Home - ELIASdigital.com

Introducing QSharp - a C# quantum computing simulator - 12 May 2015 at 22:43

Articles about Introducing QSharp - a C# quantum computing simulator

C#, F#, Maths, QSharp, Quantum Computing

Introducing QSharp - a C# quantum computing simulator

I remember the first time I heard about Quantum Computing - the basic concept seemed too fantastic to be true, with many of the fundamental principles seeming counter-intuitive and almost ridiculous to me. Over time, my personal interest in this field has steadily increased, culminating with my first foray into gaining an understanding of quantum information and quantum computing.

At some stage, quantum machines will make it out of the lab, become mass produced, and will require programmers to write software for them. Programmers will be required to understand what is going on 'under the hood' in order to efficiently use and exploit a quantum machine in its entirety. Programmers from an Object Oriented and decidedly classical computing background will therefore need assistance making the transition from classical information to quantum information.

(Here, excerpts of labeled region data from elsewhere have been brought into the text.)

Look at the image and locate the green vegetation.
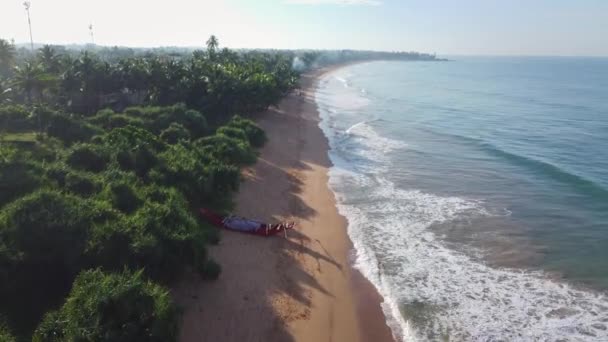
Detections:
[0,38,297,341]
[33,270,178,342]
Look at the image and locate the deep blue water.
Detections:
[317,57,608,341]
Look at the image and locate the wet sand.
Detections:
[174,68,393,342]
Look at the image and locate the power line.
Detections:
[89,24,95,45]
[23,1,34,52]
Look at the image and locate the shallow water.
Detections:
[317,58,608,341]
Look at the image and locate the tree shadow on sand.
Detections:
[173,83,345,342]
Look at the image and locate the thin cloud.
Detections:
[285,0,382,6]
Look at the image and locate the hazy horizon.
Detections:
[0,0,608,57]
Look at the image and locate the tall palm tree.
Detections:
[38,45,61,74]
[0,39,16,76]
[207,35,220,60]
[13,62,55,104]
[0,80,12,104]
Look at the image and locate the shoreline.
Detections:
[173,64,394,342]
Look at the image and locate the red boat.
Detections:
[200,208,295,236]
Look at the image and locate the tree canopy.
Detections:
[0,37,280,341]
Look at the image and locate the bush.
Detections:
[0,190,114,331]
[87,109,144,130]
[0,190,107,272]
[216,126,249,143]
[0,326,17,342]
[109,183,141,213]
[0,146,43,207]
[227,115,267,148]
[66,144,109,172]
[33,270,178,342]
[65,172,99,197]
[0,105,36,132]
[160,122,190,145]
[47,114,99,144]
[197,134,257,165]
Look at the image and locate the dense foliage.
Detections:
[0,36,280,341]
[33,270,177,342]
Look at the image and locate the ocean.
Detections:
[316,57,608,341]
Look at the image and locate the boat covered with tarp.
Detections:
[200,208,295,236]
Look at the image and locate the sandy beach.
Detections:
[174,68,393,342]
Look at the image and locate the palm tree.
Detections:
[38,45,60,74]
[207,35,220,59]
[13,62,54,104]
[0,39,16,76]
[0,80,12,104]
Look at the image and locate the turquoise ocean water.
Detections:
[316,57,608,341]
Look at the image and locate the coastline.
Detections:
[174,65,393,342]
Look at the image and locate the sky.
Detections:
[0,0,608,56]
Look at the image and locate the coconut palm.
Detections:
[13,62,55,104]
[207,35,220,59]
[38,45,61,74]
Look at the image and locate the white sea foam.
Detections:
[321,71,608,341]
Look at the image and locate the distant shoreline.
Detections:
[175,61,394,342]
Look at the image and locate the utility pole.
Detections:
[23,1,34,52]
[89,24,95,45]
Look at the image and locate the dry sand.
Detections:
[174,65,392,342]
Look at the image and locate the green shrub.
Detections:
[0,105,35,132]
[109,183,141,213]
[160,122,190,145]
[47,114,99,144]
[66,144,109,172]
[87,109,144,130]
[0,151,43,207]
[0,190,104,271]
[0,190,114,332]
[0,325,17,342]
[65,172,99,197]
[33,270,178,342]
[197,134,257,165]
[216,126,249,142]
[227,115,267,148]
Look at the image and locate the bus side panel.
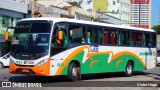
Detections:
[51,46,150,75]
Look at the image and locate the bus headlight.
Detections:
[9,59,15,64]
[36,59,48,66]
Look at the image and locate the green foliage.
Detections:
[152,25,160,34]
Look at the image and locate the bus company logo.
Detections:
[139,52,152,56]
[2,82,12,87]
[90,45,99,52]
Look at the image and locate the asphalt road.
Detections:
[0,67,160,90]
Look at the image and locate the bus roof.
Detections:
[20,17,156,32]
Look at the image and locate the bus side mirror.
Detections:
[4,32,9,40]
[58,31,63,40]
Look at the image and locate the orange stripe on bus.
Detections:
[55,46,89,75]
[109,51,145,67]
[90,60,98,68]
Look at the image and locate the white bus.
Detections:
[6,18,156,81]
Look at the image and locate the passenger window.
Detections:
[51,24,67,48]
[136,33,142,46]
[150,33,156,47]
[103,30,111,44]
[68,25,86,43]
[87,27,102,44]
[111,30,118,45]
[118,31,129,45]
[131,32,137,46]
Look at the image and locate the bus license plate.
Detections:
[22,69,29,72]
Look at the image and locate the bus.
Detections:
[0,27,14,68]
[6,17,156,81]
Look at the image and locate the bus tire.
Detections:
[67,62,81,81]
[0,62,3,68]
[125,61,133,77]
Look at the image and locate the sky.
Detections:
[151,0,160,26]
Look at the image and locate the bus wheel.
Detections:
[67,63,81,81]
[125,61,133,77]
[0,62,3,68]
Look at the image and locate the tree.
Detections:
[152,25,160,34]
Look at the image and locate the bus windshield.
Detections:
[11,22,51,60]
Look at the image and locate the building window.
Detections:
[2,16,10,27]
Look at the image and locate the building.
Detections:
[131,0,151,28]
[66,0,107,12]
[0,0,28,35]
[107,0,130,26]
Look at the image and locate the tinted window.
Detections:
[68,25,86,43]
[87,27,102,44]
[30,23,51,33]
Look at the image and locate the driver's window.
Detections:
[51,24,67,48]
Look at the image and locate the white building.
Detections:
[131,0,151,28]
[65,0,93,11]
[107,0,130,26]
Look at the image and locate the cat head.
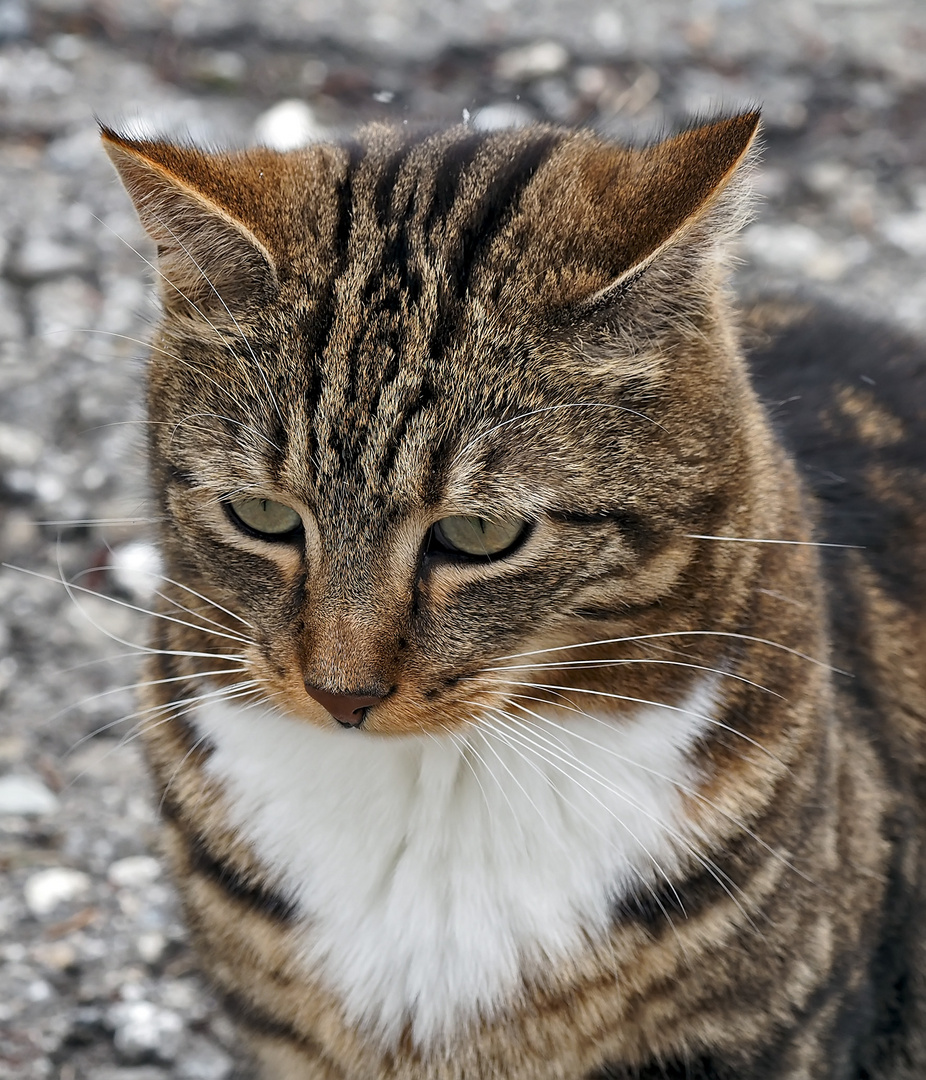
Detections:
[104,113,764,733]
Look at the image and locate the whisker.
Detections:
[484,714,760,933]
[67,672,259,755]
[496,630,849,675]
[171,413,283,454]
[506,679,784,766]
[48,664,246,727]
[486,708,685,926]
[511,694,814,885]
[482,657,783,700]
[685,532,865,551]
[0,563,252,661]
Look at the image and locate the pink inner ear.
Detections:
[104,133,277,321]
[512,112,759,299]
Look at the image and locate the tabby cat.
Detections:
[104,112,926,1080]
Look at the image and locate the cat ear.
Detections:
[102,127,278,323]
[522,111,760,306]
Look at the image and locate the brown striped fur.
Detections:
[104,114,926,1080]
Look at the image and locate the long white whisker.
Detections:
[510,694,813,883]
[496,630,849,675]
[67,672,259,754]
[486,708,685,926]
[490,714,759,932]
[482,657,782,698]
[506,679,784,765]
[685,532,865,551]
[0,563,251,661]
[42,664,246,727]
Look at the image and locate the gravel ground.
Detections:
[0,0,926,1080]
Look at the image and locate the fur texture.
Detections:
[104,114,926,1080]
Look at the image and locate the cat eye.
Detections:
[428,514,529,559]
[225,499,303,540]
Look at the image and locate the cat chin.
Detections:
[193,679,716,1052]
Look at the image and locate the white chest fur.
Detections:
[197,684,713,1047]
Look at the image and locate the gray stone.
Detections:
[0,775,58,816]
[23,866,91,919]
[106,1001,184,1064]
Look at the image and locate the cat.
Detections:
[103,112,926,1080]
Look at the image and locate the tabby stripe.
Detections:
[378,379,435,481]
[421,134,485,249]
[163,461,197,487]
[219,987,322,1057]
[161,797,296,922]
[447,132,563,296]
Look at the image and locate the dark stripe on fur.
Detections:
[448,132,563,296]
[161,797,296,922]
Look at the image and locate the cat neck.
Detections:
[196,678,717,1047]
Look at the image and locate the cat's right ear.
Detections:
[102,127,278,324]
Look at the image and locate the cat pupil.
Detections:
[226,499,301,539]
[433,514,527,558]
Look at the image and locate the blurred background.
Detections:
[0,0,926,1080]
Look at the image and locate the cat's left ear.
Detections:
[522,111,760,306]
[102,127,278,324]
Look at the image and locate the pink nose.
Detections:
[306,683,383,728]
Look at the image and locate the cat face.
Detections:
[107,116,755,733]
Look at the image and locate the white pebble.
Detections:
[472,102,534,132]
[107,1001,184,1062]
[495,41,569,81]
[254,98,323,150]
[0,777,58,816]
[23,866,90,918]
[109,540,163,603]
[106,855,161,889]
[14,237,86,281]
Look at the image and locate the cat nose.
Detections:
[305,681,383,728]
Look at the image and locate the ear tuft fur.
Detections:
[102,127,278,324]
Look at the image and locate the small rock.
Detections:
[24,866,91,918]
[0,423,45,469]
[254,98,324,150]
[136,931,167,963]
[176,1036,234,1080]
[471,102,534,132]
[13,237,86,281]
[109,540,162,603]
[107,855,161,889]
[107,1001,184,1064]
[883,210,926,256]
[495,41,569,82]
[742,222,826,271]
[0,777,58,816]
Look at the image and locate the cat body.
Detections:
[105,114,926,1080]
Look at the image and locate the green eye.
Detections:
[430,514,528,559]
[226,499,303,540]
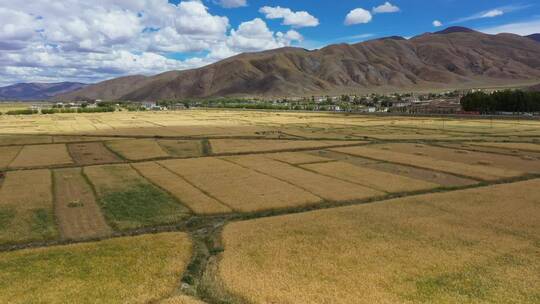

There are many great resources available for those who wish to understand quantum computing, however nearly all these resources fail to cater to the complete novice, and many resources simply assume that the reader is already competent with both linear and matrix algebra, as well as intrinsically understanding how a quantum system functions. These resources are all well and good, and probably provide a great deal of insight and amazing information to those whole are capable of digesting them, but for the rest of us, they appear dense and impenetrable. How can you begin to understand something this complex in the first instance? What is needed is an introduction to the introduction, some bridging information that illustrates concepts in 'normal' language, and allows the reader to go from Novice to Somewhat Prepared.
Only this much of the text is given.